Submitted to: Southwestern Entomologist
Publication Type: Peer Reviewed Journal
Publication Acceptance Date: 12/1/2000
Publication Date: 12/1/2001
Citation: MULROONEY, J.E. ENHANCEMENT OF TRANSFER OF TECHNICAL MALATHION FROM COTTON LEAVES TO BOLL WEEVILS, ANTHONOMUS GRANDIS GRANDIS, BOHEMAN (COLEOPTERA: CURCULIONIDAE) USING COTTONSEED OIL. SOUTHWESTERN ENTOMOLOGIST. Supplment 24, p 29-40

Interpretive Summary: A method was developed in the laboratory for determining the amount of malathion transferred from cotton leaves to boll weevils. Using a laboratory spray tower, a motion analysis system, and gas chromatography, the effect of cottonseed oil on the transfer and efficacy of malathion was determined. Malathion transfer and subsequent boll weevil mortality increased with increased rate of application as expected. Increasing the volume of cottonseed oil also increased malathion transfer and boll weevil mortality.

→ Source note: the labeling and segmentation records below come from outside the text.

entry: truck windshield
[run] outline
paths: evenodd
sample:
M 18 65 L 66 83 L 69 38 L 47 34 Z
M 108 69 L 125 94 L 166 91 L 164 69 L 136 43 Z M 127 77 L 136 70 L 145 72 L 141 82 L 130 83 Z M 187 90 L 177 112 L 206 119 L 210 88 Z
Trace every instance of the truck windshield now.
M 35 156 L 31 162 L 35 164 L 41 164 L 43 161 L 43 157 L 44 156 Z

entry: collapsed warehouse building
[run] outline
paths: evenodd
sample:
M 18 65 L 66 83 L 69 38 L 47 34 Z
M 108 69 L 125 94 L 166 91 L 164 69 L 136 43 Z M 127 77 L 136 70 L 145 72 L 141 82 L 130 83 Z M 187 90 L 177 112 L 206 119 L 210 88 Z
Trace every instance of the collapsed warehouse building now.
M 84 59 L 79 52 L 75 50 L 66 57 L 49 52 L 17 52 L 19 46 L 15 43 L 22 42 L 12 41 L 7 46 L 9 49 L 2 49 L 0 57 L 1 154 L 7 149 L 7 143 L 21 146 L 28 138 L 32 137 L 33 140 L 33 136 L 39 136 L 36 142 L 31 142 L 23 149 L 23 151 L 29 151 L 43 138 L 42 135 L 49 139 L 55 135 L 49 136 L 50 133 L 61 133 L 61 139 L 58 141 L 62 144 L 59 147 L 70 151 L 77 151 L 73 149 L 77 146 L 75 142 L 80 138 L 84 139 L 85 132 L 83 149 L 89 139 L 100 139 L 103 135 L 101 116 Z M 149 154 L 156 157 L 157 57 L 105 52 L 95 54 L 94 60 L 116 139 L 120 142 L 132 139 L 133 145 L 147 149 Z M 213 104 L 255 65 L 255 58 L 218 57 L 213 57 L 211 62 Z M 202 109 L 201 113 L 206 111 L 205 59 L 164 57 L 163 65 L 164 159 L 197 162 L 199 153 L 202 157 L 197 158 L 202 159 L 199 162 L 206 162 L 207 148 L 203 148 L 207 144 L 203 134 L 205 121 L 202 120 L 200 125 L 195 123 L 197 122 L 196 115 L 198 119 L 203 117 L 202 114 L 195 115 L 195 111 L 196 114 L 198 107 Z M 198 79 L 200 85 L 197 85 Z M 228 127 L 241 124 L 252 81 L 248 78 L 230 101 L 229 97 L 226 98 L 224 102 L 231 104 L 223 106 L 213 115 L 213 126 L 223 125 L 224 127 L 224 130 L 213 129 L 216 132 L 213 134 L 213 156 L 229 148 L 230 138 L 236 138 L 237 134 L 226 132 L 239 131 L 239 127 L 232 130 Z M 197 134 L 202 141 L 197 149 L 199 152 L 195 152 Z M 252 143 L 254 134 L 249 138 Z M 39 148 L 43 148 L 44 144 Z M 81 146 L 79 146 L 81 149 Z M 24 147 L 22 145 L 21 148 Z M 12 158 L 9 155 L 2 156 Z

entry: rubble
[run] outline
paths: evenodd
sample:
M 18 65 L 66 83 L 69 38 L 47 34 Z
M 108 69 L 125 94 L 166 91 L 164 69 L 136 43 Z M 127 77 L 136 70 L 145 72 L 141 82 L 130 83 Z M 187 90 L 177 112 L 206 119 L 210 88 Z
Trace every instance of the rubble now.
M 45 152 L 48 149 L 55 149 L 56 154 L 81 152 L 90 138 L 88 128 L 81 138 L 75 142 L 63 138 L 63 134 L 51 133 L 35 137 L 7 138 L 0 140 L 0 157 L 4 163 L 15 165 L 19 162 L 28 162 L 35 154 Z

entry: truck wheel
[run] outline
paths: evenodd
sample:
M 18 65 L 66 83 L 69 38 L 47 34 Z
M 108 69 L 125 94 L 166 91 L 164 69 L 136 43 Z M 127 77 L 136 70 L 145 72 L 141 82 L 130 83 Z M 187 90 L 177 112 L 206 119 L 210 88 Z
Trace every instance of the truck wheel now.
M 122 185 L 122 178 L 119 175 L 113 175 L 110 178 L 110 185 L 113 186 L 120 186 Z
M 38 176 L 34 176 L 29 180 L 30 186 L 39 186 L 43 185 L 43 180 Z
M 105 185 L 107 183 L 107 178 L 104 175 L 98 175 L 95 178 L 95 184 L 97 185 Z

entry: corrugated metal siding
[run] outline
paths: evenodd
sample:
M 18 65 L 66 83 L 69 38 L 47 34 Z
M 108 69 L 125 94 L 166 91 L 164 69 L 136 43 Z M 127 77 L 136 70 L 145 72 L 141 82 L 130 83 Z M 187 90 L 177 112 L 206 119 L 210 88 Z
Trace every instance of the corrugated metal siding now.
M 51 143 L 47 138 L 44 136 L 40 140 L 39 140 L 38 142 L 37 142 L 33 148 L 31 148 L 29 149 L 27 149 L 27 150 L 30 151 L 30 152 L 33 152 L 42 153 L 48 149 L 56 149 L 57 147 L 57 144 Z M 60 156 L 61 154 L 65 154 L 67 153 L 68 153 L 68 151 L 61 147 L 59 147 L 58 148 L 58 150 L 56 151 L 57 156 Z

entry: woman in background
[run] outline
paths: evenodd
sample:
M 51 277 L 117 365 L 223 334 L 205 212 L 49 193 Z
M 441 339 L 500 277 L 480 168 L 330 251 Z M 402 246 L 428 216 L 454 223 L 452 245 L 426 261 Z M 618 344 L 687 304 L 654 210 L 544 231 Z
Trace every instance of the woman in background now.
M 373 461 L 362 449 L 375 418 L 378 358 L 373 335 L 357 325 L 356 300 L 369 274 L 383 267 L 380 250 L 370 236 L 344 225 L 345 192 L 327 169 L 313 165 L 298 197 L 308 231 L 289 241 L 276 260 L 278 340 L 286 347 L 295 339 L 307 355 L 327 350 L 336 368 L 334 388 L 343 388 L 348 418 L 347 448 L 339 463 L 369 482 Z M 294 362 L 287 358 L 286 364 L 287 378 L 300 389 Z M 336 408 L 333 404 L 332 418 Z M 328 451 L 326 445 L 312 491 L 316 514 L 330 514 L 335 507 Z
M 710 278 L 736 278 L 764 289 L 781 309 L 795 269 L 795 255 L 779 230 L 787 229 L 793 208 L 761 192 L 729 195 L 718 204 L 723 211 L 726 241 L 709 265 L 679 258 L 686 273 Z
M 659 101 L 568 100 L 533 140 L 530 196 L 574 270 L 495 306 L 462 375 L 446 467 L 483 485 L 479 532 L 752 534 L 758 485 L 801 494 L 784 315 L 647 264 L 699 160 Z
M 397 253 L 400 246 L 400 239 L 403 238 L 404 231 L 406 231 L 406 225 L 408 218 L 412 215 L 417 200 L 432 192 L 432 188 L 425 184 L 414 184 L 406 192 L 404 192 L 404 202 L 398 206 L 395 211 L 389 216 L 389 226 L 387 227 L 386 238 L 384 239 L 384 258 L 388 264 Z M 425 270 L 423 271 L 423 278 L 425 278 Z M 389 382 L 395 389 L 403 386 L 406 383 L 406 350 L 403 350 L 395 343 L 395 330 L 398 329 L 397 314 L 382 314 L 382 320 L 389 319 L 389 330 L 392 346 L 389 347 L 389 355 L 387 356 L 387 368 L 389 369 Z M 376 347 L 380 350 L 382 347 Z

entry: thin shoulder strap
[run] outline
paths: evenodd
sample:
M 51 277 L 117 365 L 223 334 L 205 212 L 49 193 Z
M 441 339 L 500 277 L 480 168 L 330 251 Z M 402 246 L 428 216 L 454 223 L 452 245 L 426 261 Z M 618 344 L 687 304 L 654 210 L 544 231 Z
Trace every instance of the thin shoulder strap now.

This research demonstrates that reduced rates of malathion can be effective against boll weevils if a sufficient volume of cottonseed oil is used to apply malathion. Using cottonseed oil to enhance the transfer and efficacy of reduced rates of malathion is both economically and environmentally sound.

Technical Abstract: Transfer tests of technical malathion alone and in mixtures of different ratios of cottonseed oil (CSO) were conducted in the laboratory. A Potter spray tower was used to treat excised cotton leaves collected from plants grown in a greenhouse. Mixtures of malathion:CSO were applied first at constant volume and then at constant rate. CSO was found to enhance transfer of malathion from cotton leaves into boll weevils. Mortality and the amount of malathion transferred to weevils were related to the amount of CSO in the mixture and to the volume applied. A three-parameter modified Weibull Function was found to best fit the data. Two types of data were fit. First, maximum cumulative mortality was found to increase with increasing volumes of malathion and a steady state of insecticide transfer to the boll weevil was reached within 5 - 15 cm of travel across a treated cotton leaf. The distance at which half of the maximum cumulative mortality occurred was shortest when malathion was mixed in CSO at a 1:9 ratio. Also, the rate of cumulative mortality over distance traveled increased when malathion was mixed with CSO. All mixtures except the 1:1 ratio of malathion:CSO had greater maximum cumulative mortalities than undiluted applications of malathion. The highest ratio, 1:9, produced the greatest maximum cumulative mortality (99%) and transferred the greatest amount of malathion from cotton leaves to boll weevils. The second type of data modeled by the cumulative Weibull function was the malathion residue that accumulated on boll weevils as they traveled various distances across leaves treated with various mixtures. Cumulative malathion residue on boll weevils for each treatment followed similar trends as cumulative mortality.